Mayor Charlie Hales has hit the brakes on the City Council vote on the controversial residential street fee.

Although the vote had been set for Wednesday, Hales announced Tuesday morning that it will delayed until November. That is when the council is tentatively scheduled to take up the fee for businesses, governments and nonprofit organization, including schools and churches.

According to Hales, both fees are still scheduled to take effect in July 2015.

“Think of this as a track race,” Hales said Tuesday morning. “We haven’t moved the finish line, which is July 2015. But we’re moving the starting blocks. We heard from the community: We are taking our time to hear a more robust debate on the details of this fee. But we have not wavered in our resolve. It is our intention to finally address our deteriorating streets.”

The council will still vote Wednesday on placing a measure on the November 2014 General Election ballot dedicating the revenues raised by the fee to transportation projects.

“Voters need to be assured that we will spend this money the way we say we will,” Hales said. “A charter change will ensure that we stay true to that commitment, administration after administration.”

The fee proposal was developed by Hales and Transportation Commissioner Steve Novick to generate additional funds for maintenance, safety and other transportation-related projects. They held several public forums on it in different parts of town, and also met with business owners on a number of occassion. Hales and Novick did not release their final proposal until after those forums and meetings, however.

The first public hearing on the proposal was last Thursday. At that time, the council split the residential fee from the business fee because of complaints from small business owners who felt they could not appoint it.

According to Hales' spokesman Dana Haynes, the mayor decided to delay the residential fee vote after hearing from many people who said they did not have enough information about it. Haynes says many people are also worried about the fee's impact on low-income Portlanders, a concern shared by Hales.

"They want us to be as fair as possible to low-income residents, so we want to see if we can make it less regressive," Haynes says.

Although the City Council is scheduled to vote on the residential street fee on Wednesday, Commissioner Steve Novick believes it needs to be tweaked to ensure that more households are eligible for low income discounts.
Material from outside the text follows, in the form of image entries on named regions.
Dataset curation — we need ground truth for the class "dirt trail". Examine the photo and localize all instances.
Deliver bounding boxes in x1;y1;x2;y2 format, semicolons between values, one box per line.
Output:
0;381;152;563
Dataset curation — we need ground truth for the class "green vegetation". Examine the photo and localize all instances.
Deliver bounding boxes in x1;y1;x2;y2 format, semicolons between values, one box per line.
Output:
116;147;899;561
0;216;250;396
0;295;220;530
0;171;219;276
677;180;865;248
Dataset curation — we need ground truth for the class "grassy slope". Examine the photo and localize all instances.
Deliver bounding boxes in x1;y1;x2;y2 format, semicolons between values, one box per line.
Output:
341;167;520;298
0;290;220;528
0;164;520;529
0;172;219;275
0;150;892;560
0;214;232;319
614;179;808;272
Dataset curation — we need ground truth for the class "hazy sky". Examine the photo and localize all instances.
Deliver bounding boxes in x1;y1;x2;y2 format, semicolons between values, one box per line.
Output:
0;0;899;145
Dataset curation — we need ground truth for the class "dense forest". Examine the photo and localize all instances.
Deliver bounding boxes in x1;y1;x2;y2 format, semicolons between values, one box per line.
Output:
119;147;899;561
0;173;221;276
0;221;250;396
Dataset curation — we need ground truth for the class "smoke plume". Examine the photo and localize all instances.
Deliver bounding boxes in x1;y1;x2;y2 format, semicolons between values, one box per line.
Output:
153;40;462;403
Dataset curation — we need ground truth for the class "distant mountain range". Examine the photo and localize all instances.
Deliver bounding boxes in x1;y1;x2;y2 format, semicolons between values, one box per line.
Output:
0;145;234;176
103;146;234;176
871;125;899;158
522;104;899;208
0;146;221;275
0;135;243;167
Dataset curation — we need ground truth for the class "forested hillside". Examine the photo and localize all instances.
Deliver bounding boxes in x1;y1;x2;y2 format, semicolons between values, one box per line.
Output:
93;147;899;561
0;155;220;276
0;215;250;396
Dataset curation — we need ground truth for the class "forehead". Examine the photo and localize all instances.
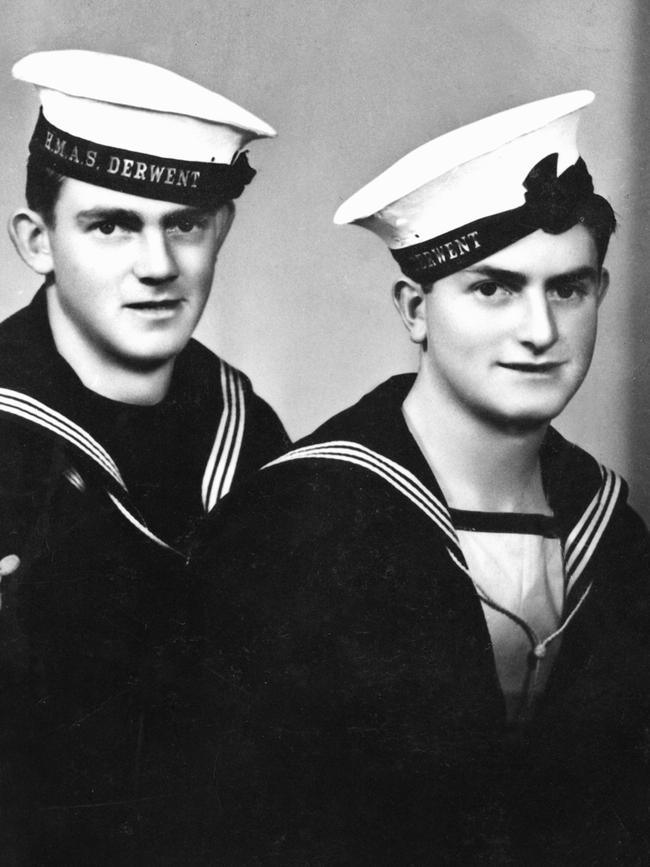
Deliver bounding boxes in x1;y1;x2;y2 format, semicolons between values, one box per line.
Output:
468;225;598;279
56;178;196;221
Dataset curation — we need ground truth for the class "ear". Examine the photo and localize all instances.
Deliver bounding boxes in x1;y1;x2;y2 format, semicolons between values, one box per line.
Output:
211;202;235;253
393;280;427;344
7;208;54;275
598;268;609;307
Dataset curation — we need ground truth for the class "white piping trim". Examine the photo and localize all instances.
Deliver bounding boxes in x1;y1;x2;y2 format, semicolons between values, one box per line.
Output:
565;467;623;594
0;388;126;490
0;388;126;490
265;440;462;557
201;361;246;512
0;388;190;556
106;491;185;557
263;440;622;659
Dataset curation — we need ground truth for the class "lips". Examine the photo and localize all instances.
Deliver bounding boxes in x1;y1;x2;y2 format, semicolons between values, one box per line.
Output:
499;361;564;373
124;298;183;312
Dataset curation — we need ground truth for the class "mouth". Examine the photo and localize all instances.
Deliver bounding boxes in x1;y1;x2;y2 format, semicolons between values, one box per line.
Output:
124;298;183;312
499;361;564;374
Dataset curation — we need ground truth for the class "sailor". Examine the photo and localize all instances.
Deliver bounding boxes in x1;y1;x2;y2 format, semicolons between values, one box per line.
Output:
194;91;650;867
0;51;287;865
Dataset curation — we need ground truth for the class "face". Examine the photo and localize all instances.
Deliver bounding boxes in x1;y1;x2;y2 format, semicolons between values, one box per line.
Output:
412;225;607;428
41;179;228;369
The residential fee proposal current calls for households to pay 6 a month in the first years, $9 a month in the second year and $12 a month after that. Low-income discounts would also be offered, although the city does not currently have a way for renters to qualify for them.

Hales also announce that two work groups will be formed to work on the fee proposals. Their charges are as follows:

? To analyze city policy regarding low-income residents and fees. The work group will look at the street fee as well as fees for other city utilities, including water and sewer, to see how well low-income residents are being served and how widely discounts can be


? To further engage with small business, nonprofit and government partners on design and implementation of the fee.

And Hales says that additional public forums on the fee will be held before the council considers it again.

"The last street free proposal in 2008 was derailed by a lobbyist filing a referendum petition,” Novick said Tuesday morning. “This one has been temporarily delayed due to concerns voiced by small business owners and low-income people and advocates. We are in a hurry to get to work, but if we’re going to be delayed, it’s for the right reasons.”